Biological networks provide a natural framework for integrating the diverse genetic variations associated with complex and multifactorial disorders. The main challenge in the analysis of rare genetic variations, such as de novo single nucleotide polymorphisms (SNPs) and copy number variations (CNVs) — duplications or deletions of stretches of DNA — is precisely their rarity. With currently available sample sizes, a vast majority of the observed genetic events are either unique or show only limited recurrency.
To identify affected molecular networks, Dennis Vitkup and his colleagues at Columbia University have developed a computational approach called NETBAG that searches for cohesive clusters of genes perturbed by disease-associated genetic variants. The approach is based on the underlying phenotype network, which assigns every pair of human genes a score that is proportional to the likelihood that these genes are involved in the same genetic phenotype.

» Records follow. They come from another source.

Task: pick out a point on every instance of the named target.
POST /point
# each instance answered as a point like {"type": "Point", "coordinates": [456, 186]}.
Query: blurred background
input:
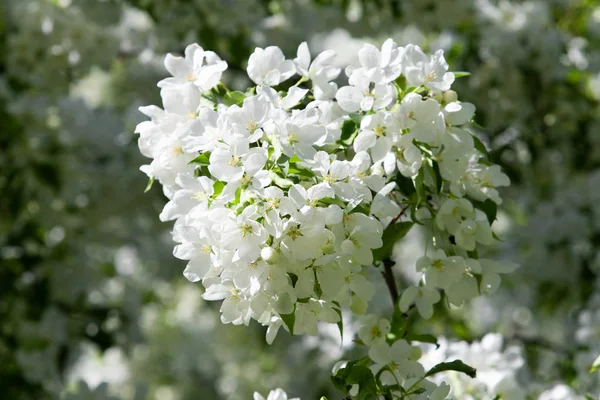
{"type": "Point", "coordinates": [94, 306]}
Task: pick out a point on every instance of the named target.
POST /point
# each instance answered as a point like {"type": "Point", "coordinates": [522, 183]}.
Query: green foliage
{"type": "Point", "coordinates": [455, 365]}
{"type": "Point", "coordinates": [391, 235]}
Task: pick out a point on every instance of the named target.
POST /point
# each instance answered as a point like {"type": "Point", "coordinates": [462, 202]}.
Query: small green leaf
{"type": "Point", "coordinates": [340, 324]}
{"type": "Point", "coordinates": [289, 320]}
{"type": "Point", "coordinates": [399, 325]}
{"type": "Point", "coordinates": [218, 188]}
{"type": "Point", "coordinates": [461, 74]}
{"type": "Point", "coordinates": [489, 207]}
{"type": "Point", "coordinates": [232, 98]}
{"type": "Point", "coordinates": [480, 146]}
{"type": "Point", "coordinates": [439, 181]}
{"type": "Point", "coordinates": [348, 128]}
{"type": "Point", "coordinates": [420, 187]}
{"type": "Point", "coordinates": [405, 185]}
{"type": "Point", "coordinates": [426, 338]}
{"type": "Point", "coordinates": [455, 365]}
{"type": "Point", "coordinates": [202, 159]}
{"type": "Point", "coordinates": [595, 365]}
{"type": "Point", "coordinates": [356, 118]}
{"type": "Point", "coordinates": [238, 195]}
{"type": "Point", "coordinates": [149, 185]}
{"type": "Point", "coordinates": [391, 235]}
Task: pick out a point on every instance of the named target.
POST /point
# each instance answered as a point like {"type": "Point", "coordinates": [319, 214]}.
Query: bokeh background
{"type": "Point", "coordinates": [94, 306]}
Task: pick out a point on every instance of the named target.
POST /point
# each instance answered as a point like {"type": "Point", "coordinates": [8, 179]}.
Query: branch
{"type": "Point", "coordinates": [390, 280]}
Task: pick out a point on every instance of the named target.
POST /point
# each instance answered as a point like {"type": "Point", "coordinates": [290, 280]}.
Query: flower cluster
{"type": "Point", "coordinates": [281, 197]}
{"type": "Point", "coordinates": [497, 367]}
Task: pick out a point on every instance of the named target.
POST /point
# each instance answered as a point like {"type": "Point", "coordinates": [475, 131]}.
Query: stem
{"type": "Point", "coordinates": [390, 280]}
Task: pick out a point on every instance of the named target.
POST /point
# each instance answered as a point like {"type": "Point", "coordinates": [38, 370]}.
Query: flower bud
{"type": "Point", "coordinates": [270, 255]}
{"type": "Point", "coordinates": [450, 96]}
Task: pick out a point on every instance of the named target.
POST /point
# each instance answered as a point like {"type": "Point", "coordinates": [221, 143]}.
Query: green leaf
{"type": "Point", "coordinates": [480, 146]}
{"type": "Point", "coordinates": [301, 171]}
{"type": "Point", "coordinates": [356, 118]}
{"type": "Point", "coordinates": [426, 338]}
{"type": "Point", "coordinates": [149, 185]}
{"type": "Point", "coordinates": [391, 235]}
{"type": "Point", "coordinates": [289, 320]}
{"type": "Point", "coordinates": [348, 128]}
{"type": "Point", "coordinates": [439, 181]}
{"type": "Point", "coordinates": [202, 159]}
{"type": "Point", "coordinates": [340, 324]}
{"type": "Point", "coordinates": [238, 195]}
{"type": "Point", "coordinates": [489, 207]}
{"type": "Point", "coordinates": [461, 74]}
{"type": "Point", "coordinates": [405, 185]}
{"type": "Point", "coordinates": [218, 188]}
{"type": "Point", "coordinates": [455, 365]}
{"type": "Point", "coordinates": [232, 98]}
{"type": "Point", "coordinates": [595, 364]}
{"type": "Point", "coordinates": [420, 186]}
{"type": "Point", "coordinates": [398, 325]}
{"type": "Point", "coordinates": [356, 372]}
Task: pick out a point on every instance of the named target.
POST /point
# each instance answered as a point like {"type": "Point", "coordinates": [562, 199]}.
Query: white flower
{"type": "Point", "coordinates": [360, 96]}
{"type": "Point", "coordinates": [400, 356]}
{"type": "Point", "coordinates": [430, 72]}
{"type": "Point", "coordinates": [202, 68]}
{"type": "Point", "coordinates": [269, 67]}
{"type": "Point", "coordinates": [277, 394]}
{"type": "Point", "coordinates": [374, 330]}
{"type": "Point", "coordinates": [423, 297]}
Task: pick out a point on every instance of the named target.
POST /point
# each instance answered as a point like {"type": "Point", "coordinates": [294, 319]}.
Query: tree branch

NETBAG integrates data from multiple types of genetic variation: SNPs, CNVs and loci implicated by genome-wide association studies. The NETBAG search algorithm identifies highly connected gene clusters that are affected by genetic variants, then calculates the statistical significance of the identified clusters using randomized input data.
The researchers’ network-based analysis of genes harboring de novo mutations in individuals with autism suggests that affected genes converge on several key biological processes: the postsynaptic density, cell-cell interactions and mobility, channel and receptor activities, chromatin modification and regulation, intercellular signaling and the cytoskeleton. Each of these broad processes contains multiple contributing pathways that are involved in synaptic and neuronal functions across brain regions and during various stages of brain development.
Vitkup and his team’s analyses demonstrate that functional properties of implicated genes affect the phenotypes of the disorder. Stronger functional impact, as determined by mutation types, brain expression or network properties, leads to more severely affected disease phenotypes that exhibit intellectual, social or behavioral abnormalities.